Капитан, конечно, верующий, но это ни на что не влияет, и непонятно, зачем нам вообще сообщили эту подробность о герое. Смысл «Завета» в названии, если он и есть, от меня ускользнул. «Заветом» называется космический корабль — но, как и вера капитана, название корабля никак не задействовано в сюжете. Кое-что будто бы есть в череде создателей: таинственные Создатели создают людей, люди создают андроидов, андроид создает Чужих.

Однако попытка осмыслить отношения Творца и твари не удается. Андроид «обиделся» на своего создателя Питера Вэйланда, сработал старый добрый эдипов комплекс. Андроид создает Чужих, дабы убить все живое, убивает расу создателей, и хочет убить людей [1].

Впрочем, и сама раса создателей по непонятным причинам (ждем продолжения) тоже как-то не способна ни на что, кроме убийства. В «Прометее» пробудившийся Создатель убивает Питера Вэйланда и отрывает голову андроиду. Круговерть убийств, банальность убийства: «папочка нас не любит, убьем папочку». Всё это довольно печально — высокая драма Творца и твари сводиться к внутрисемейным мещанским обидам. Если что и можно из этого достать, то разве что постулат: недостаток любви (любви к Другому) ведет ко злу и смерти. Любить или убить: вот всегдашний выбор. Убить — выбирает популярный фильм.

Чужой Завет

Андроид убивает Создателей. Кадр из фильма «Чужой: Завет»

Массовое искусство как выражение бессознательного современного человечества в данном случае говорит нам: «Если Создатель есть, то Он убьет нас», и это недалеко от истины. Такое кино могло бы снимать допотопное человечество, такие фильмы могли бы смотреть содомляне. Вообще тема убийства тварью своего Творца у Скотта неслучайная: в «Бегущем по лезвию» андроиды тоже ищут своего создается и убивают его (Скотт экранизирует роман Филипа Дика и извращает его мысль)[2]; в «Гладиаторе» сын убивает отца. Тема отцеубийства/богоубийтва возникает из-за вечной неспособности отличить отцов от Отца: все обижены на папочек. Но если есть Бог как Отец, то тогда «никого не называйте отцами«, Иисус освободил нас от «семейных ценностей», а значит, отцов своих мы наконец можем простить и перестать снимать фильмы про отцеубийство.

ПОСТЛЮДИ И ИНОПЛАНЕТЯНЕ

НФ знает два основных вида Других: «постчеловек» (киборг, андроид и пр.) и «инопланетянин».

Проблема постчеловека интересна тем, что ставит вопрос о границах человеческого. «Чужой: Завет», однако, не преуспел и здесь: андроид, кроме некоторого апгрейда ряда характеристик, ничем не отличается от человека: любит, обижается и страдает.
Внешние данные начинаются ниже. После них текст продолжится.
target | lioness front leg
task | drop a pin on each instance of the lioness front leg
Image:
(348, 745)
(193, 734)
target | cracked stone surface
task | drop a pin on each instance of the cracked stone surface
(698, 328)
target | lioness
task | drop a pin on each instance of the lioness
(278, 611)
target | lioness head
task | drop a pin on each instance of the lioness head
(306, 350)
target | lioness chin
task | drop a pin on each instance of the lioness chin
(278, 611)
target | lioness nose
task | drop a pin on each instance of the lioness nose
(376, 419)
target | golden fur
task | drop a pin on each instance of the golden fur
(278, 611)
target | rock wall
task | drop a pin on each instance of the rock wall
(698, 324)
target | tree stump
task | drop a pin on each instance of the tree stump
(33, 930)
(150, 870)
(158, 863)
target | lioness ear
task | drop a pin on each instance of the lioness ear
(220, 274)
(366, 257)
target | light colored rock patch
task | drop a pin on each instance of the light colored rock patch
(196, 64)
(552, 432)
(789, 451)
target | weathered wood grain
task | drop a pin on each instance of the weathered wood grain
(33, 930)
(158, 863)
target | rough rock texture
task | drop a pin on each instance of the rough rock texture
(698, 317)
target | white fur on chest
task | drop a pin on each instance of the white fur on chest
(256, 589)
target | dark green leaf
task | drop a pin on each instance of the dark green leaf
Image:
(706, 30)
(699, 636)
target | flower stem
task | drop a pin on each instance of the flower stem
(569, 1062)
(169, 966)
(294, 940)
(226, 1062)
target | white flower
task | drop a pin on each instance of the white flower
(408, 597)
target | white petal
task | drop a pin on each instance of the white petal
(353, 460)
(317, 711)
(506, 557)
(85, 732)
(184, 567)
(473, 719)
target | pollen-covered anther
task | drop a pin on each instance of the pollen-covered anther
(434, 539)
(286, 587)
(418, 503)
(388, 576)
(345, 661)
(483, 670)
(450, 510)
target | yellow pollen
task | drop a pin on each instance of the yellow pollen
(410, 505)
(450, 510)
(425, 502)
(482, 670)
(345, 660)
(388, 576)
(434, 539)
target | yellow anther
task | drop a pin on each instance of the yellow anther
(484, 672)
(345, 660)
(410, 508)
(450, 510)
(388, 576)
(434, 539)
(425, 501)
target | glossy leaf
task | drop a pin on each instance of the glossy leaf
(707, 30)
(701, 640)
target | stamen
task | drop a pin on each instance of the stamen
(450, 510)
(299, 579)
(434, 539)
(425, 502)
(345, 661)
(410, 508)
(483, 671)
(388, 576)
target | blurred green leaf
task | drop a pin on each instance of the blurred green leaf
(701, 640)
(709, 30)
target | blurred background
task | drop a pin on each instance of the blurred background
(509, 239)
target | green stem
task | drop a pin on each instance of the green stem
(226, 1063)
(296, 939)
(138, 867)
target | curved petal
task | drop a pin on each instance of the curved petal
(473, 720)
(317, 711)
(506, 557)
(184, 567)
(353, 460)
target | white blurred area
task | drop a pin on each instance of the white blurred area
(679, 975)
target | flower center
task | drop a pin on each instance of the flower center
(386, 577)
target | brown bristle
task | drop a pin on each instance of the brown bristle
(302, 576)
Что есть человек? — смертное, ограниченное пространством-временем существо, наделенное «душой» (сознанием, сопереживанием, свободой и так далее). А значит, если мы желаем помыслить постчеловека, мы должны помыслить существо, преодолевшее как минимум одно из названных условий. Но андроид Ридли Скотта — не постчеловек: он смертен (его можно убить, хотя потенциально он живет вечно, но сама возможность смерти не преодолена), он ограничен в пространстве-времени, он наделен «душой». Это человек, и если он и отличается чем-то от homo sapiens, то не по своему основоустройству. Возражение «он же искусственный» — детское («сделан не из мяса»). Важно что у него есть «плоть» которую можно убить и есть «душа», которая страдает.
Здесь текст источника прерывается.